(1.) The sole question we have to decide is what is the true construction of Section 89 of the Probate and Administration Act of 1881. Mr. Hakim at one time tried to argue that Act XII of 1855 must be deemed not only to give a fresh cause of action for and against representatives of those who had committed or suffered civil wrongs, but also by necessary implication to have prohibited the abatement of suits commenced by the wronged against the wrong-doer during the life-time of both by reason of the death of either party. It may have been an omission of the legislature but a close scrutiny of the text makes it reasonably clear that no provision was made in that enactment for the case of a suit already pending when one of the parties dies. We are thus left to the construction of Section 89 of the Act of 1881 which runs as follows: All demands whatsoever, and all rights to prosecute or defend any suit or any other proceeding, existing in favour of or against a person at the time of his decease, survive to and against his executors or administrators, except causes of action for defamation, assault as defined in the Indian Penal Code, or other personal injuries not causing the death of the party, and except also cases where, after the death of the party, the relief sought could not be enjoyed, or granting it would be nugatory.

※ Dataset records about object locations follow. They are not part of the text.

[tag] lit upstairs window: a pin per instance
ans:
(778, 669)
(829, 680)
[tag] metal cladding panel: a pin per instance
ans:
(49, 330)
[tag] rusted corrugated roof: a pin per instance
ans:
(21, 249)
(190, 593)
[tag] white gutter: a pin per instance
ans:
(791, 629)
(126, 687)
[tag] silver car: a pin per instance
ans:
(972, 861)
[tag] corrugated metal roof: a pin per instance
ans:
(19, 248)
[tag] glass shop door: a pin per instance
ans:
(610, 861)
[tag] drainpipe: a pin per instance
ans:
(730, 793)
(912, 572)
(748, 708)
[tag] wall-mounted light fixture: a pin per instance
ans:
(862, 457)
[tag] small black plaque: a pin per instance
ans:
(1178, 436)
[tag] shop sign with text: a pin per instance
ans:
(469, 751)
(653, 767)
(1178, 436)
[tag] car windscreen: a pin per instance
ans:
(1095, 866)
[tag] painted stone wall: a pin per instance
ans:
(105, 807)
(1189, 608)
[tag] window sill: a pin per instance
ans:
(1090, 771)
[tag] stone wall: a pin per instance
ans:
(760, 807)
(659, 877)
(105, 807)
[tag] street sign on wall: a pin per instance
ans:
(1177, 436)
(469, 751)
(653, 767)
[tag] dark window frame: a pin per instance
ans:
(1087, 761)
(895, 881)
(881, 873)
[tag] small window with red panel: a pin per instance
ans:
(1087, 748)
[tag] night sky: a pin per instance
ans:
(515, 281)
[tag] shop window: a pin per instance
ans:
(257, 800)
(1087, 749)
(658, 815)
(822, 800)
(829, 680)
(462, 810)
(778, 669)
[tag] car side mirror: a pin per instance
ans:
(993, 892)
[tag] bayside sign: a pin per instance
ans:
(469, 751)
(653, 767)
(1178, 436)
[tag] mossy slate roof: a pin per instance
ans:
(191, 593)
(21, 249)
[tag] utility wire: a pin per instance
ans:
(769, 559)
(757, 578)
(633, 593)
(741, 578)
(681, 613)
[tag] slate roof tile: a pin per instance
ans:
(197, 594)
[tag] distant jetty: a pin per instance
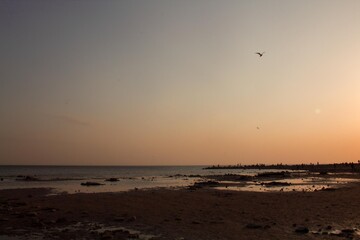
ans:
(321, 168)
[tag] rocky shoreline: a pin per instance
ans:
(189, 213)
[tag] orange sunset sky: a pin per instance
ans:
(178, 82)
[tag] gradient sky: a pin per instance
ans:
(178, 82)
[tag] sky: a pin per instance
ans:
(167, 82)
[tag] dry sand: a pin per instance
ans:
(181, 214)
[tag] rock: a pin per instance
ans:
(61, 220)
(301, 229)
(133, 236)
(207, 183)
(348, 231)
(253, 226)
(131, 219)
(31, 214)
(91, 184)
(119, 219)
(27, 178)
(275, 184)
(112, 179)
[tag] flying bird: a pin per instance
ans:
(260, 54)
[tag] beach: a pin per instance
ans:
(186, 213)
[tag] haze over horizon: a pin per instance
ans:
(179, 83)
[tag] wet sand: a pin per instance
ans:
(204, 213)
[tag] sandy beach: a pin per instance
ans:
(203, 213)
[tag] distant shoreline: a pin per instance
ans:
(321, 168)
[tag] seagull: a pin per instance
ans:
(260, 54)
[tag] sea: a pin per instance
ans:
(69, 179)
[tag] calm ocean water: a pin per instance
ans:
(69, 178)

(2.) There are two possible constructions, and each has commended itself to an Indian Bench. The Calcutta High Court has held that the words personal injuries not causing the death of the party should be taken to mean bodily injuries of a higher degree than assault. The Bombay Court, and more than one Judge of this Court, has interpreted personal injuries as meaning wrongs to the person which do not necessarily cause damage to the estate of the person wronged. In that case, the section would practically reproduce the maxim of the English Common Law-- actio personalis moriter cum persona--with its statutory modifications.

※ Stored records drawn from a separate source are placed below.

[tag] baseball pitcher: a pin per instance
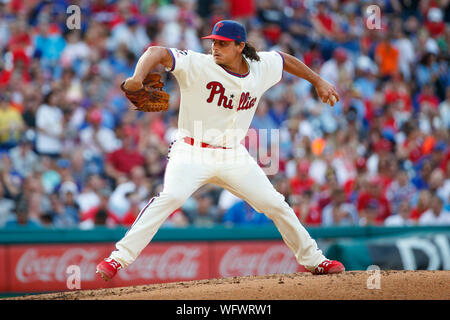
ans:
(219, 94)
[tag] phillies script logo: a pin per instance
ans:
(218, 26)
(245, 101)
(176, 262)
(276, 259)
(33, 267)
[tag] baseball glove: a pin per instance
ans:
(151, 97)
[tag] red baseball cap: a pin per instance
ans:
(228, 30)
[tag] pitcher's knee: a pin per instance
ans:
(174, 199)
(271, 209)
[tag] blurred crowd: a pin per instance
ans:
(74, 155)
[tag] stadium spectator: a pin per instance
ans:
(121, 161)
(49, 126)
(99, 215)
(339, 211)
(401, 216)
(400, 190)
(436, 215)
(241, 213)
(22, 218)
(204, 214)
(24, 160)
(11, 123)
(306, 208)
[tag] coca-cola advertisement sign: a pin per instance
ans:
(3, 270)
(46, 267)
(169, 262)
(254, 258)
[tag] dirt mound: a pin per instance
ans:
(359, 285)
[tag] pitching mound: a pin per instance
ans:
(393, 285)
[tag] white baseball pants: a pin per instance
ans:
(189, 168)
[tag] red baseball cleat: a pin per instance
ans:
(108, 268)
(329, 267)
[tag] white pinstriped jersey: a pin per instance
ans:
(217, 106)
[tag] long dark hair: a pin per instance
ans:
(249, 51)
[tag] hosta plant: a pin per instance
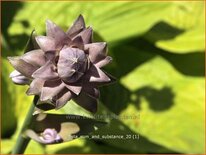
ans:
(62, 66)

(3.) With great reluctance, we feel compelled to accede to the latter view. The principle that is involved in the maxim is one that obviously works great injustice and its adoption into the common law has been regretted by eminent English Judges. The draftsman of the statute of 1881 could easily have drafted a section which abolished the rule and all its consequences, and preserved causes of action in tort nowithstanding the death of either the wronged or the wrong-doer. That he certainly did not do, for in express terms he excludes from preservation causes of action for assault or defamation. If it was not intended to abolish the maxim, how much of it was intended to be preserved? On the appellant s construction, there was intended to be preserved a wholly arbitrary selection of the possible cases, guided by no logical principle whatever. It is impossible to see why defamation should be in one category and malicious prosecution and false imprisonment in the other.